A corner is a point where a function is continuous but not differentiable because the left-hand and right-hand slopes are different finite values.
The standard example is f(x) = |x - 2|, which has a corner at x = 2 where the slope jumps from -1 to +1.
A corner inside the open interval (a, b) breaks the differentiability hypothesis of the Mean Value Theorem, so the MVT cannot be applied (FUN-1.B.1).
Corners prove that continuity does not imply differentiability, even though differentiability always implies continuity.
A corner has two different finite one-sided slopes, while a cusp has one-sided slopes that approach positive and negative infinity.

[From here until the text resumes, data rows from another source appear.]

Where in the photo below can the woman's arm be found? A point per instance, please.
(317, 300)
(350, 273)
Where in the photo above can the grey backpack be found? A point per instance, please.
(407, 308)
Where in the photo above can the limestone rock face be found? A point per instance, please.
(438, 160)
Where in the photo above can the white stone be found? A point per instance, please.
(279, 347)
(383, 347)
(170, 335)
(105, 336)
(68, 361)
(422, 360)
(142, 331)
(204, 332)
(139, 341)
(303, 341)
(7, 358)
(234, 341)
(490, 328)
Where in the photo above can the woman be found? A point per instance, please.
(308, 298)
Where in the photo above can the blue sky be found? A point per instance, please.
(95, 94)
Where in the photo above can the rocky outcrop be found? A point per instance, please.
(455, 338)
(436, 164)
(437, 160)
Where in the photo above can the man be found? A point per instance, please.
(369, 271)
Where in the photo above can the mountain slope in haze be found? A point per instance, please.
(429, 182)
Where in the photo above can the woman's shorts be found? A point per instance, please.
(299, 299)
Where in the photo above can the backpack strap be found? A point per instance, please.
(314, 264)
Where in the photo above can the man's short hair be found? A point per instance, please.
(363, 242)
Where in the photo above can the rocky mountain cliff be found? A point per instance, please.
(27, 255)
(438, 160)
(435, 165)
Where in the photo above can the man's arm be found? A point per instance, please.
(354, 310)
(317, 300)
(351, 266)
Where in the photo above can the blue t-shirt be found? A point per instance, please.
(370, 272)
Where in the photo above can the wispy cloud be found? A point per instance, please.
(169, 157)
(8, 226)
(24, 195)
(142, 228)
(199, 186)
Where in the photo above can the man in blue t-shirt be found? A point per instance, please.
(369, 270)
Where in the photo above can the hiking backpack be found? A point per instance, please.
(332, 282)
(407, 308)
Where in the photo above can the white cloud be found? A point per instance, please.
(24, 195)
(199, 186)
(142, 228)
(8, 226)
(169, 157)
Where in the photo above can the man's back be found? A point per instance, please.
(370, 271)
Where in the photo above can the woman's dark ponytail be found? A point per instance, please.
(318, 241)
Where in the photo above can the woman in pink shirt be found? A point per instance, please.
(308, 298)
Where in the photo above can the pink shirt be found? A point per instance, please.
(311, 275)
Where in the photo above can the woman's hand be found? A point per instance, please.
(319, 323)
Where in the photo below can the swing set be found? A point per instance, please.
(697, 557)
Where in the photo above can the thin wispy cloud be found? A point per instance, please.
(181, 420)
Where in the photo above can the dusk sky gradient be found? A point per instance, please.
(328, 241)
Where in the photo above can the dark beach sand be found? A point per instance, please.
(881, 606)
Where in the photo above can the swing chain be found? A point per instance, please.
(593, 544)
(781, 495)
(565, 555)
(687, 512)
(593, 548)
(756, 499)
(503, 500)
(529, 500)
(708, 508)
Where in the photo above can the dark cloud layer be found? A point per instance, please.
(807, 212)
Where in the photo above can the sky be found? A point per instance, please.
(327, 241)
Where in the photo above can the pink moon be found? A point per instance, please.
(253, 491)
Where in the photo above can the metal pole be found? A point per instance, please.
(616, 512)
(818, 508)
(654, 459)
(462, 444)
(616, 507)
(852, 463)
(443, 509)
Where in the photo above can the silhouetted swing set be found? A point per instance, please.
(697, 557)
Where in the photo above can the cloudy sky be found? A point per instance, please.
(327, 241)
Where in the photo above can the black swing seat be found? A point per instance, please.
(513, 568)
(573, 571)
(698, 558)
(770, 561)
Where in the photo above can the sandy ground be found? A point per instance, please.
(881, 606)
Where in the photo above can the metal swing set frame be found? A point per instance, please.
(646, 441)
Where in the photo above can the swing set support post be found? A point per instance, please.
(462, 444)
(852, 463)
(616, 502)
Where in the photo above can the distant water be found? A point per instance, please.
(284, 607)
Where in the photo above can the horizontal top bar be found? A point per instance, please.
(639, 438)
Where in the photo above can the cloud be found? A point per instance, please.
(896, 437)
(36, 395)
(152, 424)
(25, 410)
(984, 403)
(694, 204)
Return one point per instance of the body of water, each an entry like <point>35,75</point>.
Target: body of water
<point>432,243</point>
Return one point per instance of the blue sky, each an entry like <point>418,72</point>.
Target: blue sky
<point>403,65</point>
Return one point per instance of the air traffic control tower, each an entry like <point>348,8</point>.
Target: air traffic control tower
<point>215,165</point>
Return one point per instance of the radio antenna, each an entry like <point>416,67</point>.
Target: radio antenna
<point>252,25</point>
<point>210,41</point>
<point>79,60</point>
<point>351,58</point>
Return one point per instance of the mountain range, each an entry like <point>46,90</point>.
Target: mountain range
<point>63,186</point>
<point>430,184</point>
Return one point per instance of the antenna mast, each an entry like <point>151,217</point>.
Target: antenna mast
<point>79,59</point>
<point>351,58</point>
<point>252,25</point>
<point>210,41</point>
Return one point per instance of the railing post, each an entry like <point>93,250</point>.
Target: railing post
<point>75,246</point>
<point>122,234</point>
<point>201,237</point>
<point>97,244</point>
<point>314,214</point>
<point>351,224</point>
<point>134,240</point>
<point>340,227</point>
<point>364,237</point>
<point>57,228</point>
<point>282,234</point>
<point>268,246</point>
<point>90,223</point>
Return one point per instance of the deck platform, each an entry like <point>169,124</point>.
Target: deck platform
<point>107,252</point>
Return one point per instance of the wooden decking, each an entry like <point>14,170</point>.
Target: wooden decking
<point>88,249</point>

On MVT justification questions, you must check both hypotheses, and naming the corner point is how you explain why differentiability fails.
A corner is a point where a graph is continuous but not differentiable because the slope from the left and the slope from the right are different finite numbers. The sharp point of y = |x| at x = 0 is the classic example.
Yes. The graph has no break or jump at a corner, so the function is continuous there. What fails is differentiability, since the two one-sided derivatives don't match.
No, not if the corner is inside the open interval (a, b). The MVT requires differentiability on (a, b), so for f(x) = |x - 2| on [0, 4], the corner at x = 2 means the MVT's hypotheses fail and the theorem guarantees nothing.
At a corner the one-sided slopes are two different finite values, like -1 and +1 for |x|. At a cusp the one-sided slopes shoot off to +infinity and -infinity, like x^(2/3) at x = 0. Both make the function non-differentiable at that point.
Set the expression inside the absolute value equal to zero. For f(x) = |x - 2|, solving x - 2 = 0 gives x = 2, which is exactly where the corner sits and where the derivative does not exist.